Two years ago I met him. he's my sister's best friend's older brother. I remember feeling instant shyness when i saw him. I was 17 and in the driving seat of a car and he was in car beside me. windows down while people in the passenger seats talked over us. and we were just glancing at each other.
my sister then told me he was asking my age. and he said he thought i was about 19 and shocked to find out i was 17.
the next year i was going out a lot with sister and her friends and kept bumping into him. everytime i saw him i'd get nervous, just loved the way he looked, the way he smiled (like sharing a private joke with himself - as cheesy as it sounds!)
the way he looked around and at me. and i overheard him talking to people and he was really lovely and funny and smart.
the thing is we never spoke. i am seriously shy, and in that situation i barely knew my sister's friends that well. thre was a time i sat next to him on the sofa and we just didnt look at each other or speak to each other. i began to think he ddn't like me. and thought why would he, he is far older than me etc. but there was like a certain awkwardness between us (just assumed it's cause we were sitting so close and didn't know each other).
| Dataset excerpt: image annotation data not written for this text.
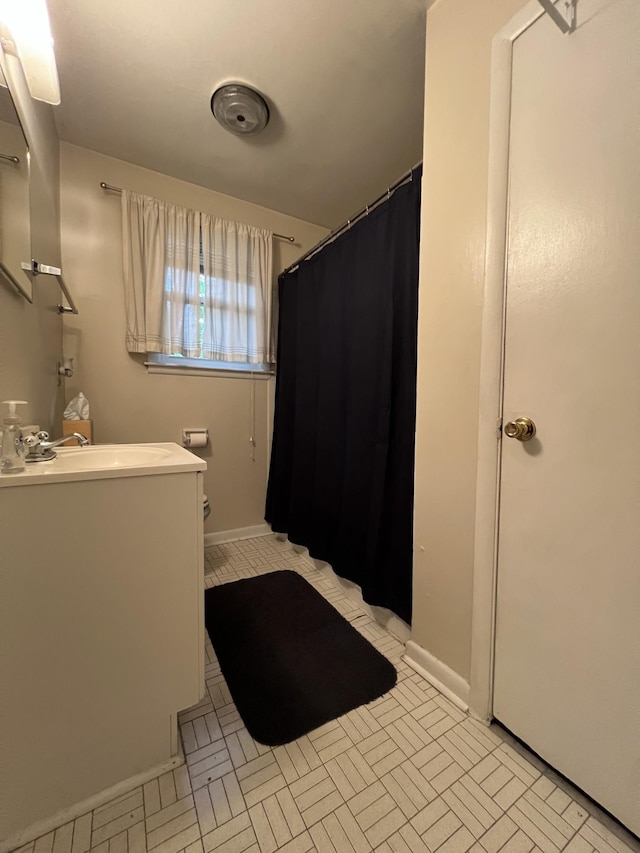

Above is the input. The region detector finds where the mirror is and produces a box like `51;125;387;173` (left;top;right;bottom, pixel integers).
0;61;33;302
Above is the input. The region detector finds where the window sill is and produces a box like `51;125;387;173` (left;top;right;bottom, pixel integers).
144;361;275;379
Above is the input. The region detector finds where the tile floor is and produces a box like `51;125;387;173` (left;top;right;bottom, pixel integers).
13;536;640;853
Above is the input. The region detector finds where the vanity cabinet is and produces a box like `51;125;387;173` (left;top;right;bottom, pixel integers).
0;444;206;849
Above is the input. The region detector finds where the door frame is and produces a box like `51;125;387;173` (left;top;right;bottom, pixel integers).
469;0;548;721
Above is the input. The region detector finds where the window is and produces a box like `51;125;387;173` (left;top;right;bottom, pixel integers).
122;191;275;373
147;272;274;375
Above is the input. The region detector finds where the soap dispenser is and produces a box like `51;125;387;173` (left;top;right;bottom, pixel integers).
0;400;27;474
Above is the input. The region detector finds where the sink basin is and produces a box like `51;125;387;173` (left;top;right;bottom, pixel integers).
0;441;207;493
54;444;171;471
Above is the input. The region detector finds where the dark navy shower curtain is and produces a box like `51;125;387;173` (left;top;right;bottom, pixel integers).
265;168;422;622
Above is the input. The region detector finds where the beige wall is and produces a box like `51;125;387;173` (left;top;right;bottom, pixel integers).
412;0;525;680
61;143;327;532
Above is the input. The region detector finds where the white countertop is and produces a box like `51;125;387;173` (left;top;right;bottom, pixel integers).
0;442;207;488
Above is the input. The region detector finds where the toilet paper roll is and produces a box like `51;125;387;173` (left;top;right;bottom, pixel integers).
182;429;209;450
189;432;208;447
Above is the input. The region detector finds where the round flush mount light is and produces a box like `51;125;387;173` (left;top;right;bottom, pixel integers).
211;83;269;136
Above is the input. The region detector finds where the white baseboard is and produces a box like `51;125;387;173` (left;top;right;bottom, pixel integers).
205;524;271;544
403;640;470;712
0;754;184;853
292;534;411;643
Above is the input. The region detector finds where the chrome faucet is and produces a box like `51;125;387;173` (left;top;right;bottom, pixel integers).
24;430;89;462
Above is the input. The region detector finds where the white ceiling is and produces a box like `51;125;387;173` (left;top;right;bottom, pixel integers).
48;0;427;227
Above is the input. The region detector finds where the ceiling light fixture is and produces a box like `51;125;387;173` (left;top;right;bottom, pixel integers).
211;83;269;136
0;0;60;104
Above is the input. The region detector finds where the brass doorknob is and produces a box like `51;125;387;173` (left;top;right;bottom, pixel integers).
504;418;536;441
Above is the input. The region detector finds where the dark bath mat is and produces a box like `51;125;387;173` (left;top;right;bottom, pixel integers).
204;571;396;746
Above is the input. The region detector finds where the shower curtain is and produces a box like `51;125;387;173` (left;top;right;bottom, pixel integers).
265;167;422;622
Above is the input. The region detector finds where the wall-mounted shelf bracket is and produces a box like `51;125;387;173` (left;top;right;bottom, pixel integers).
538;0;577;34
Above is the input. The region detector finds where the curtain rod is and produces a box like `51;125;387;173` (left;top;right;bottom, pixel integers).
100;181;296;243
278;160;422;278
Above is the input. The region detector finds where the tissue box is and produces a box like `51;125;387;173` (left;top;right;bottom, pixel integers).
62;421;93;447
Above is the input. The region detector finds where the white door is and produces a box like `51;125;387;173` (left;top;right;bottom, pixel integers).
494;0;640;833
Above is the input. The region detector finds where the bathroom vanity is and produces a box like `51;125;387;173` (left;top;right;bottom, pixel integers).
0;444;206;849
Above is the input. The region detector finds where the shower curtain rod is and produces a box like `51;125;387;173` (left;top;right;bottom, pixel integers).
100;181;296;243
278;160;422;277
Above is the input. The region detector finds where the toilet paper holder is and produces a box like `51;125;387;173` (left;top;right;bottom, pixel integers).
182;427;209;449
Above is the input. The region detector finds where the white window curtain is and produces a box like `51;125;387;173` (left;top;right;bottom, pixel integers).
122;190;275;364
122;190;200;356
200;213;275;364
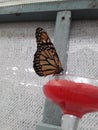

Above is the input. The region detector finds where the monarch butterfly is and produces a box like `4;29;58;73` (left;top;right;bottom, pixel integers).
33;27;63;76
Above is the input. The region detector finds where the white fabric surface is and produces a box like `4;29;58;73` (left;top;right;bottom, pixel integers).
0;21;98;130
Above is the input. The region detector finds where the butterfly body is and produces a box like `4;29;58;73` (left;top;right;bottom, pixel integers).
33;28;63;76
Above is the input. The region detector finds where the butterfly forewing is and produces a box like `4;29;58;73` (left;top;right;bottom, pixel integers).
33;28;63;76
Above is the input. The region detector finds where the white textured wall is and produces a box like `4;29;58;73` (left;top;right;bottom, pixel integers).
0;21;98;130
0;0;62;6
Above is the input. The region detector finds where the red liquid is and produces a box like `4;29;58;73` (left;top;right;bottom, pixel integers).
43;80;98;118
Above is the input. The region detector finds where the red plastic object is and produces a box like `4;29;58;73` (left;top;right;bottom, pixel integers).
43;80;98;118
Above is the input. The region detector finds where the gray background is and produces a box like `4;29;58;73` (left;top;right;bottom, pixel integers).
0;20;98;130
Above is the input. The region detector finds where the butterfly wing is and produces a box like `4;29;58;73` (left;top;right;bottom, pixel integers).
33;28;63;76
33;47;63;76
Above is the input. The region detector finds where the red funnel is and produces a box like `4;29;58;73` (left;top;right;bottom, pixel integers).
43;79;98;118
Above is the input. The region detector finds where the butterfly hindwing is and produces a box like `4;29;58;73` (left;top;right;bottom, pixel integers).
33;28;63;76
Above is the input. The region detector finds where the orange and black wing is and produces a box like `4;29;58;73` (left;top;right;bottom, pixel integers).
33;28;63;76
33;45;63;76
and so i kept ignoring him. just sort of smiled if he came in with people then carried on talking to people i knew better. my sister then told me ( and another of my sister's friends) that he always asks about me. and that he finally admitted one night he really liked me and found me really lovely looking. but they were giggling because they found it funny (and they had no idea i liked him.) so i was really shocked and flattered and just told them i was flattered. but they said he had said "I won't do anything because she's your sister and that wouldn't be right."
another one of their friends was dancing with me on the dancefloor, and they told him this and apparently he seemed really surprised and disapointed. he took it the wrong way.
by that stage i had exams so had to stop going out with them for a few months. then i didn't meet up with that crowd that much, when i did, he wasn't there.
i went out with another guy for a few months which didn't work out. but even though i cared about him, there was none of the same nervousness and excitement i felt whenever i was near that other guy. i was in town last week, and he passed me and he smiled and it completely melted me inside. and it had me feeling giddy the next few days.... can't stop thinking about him now.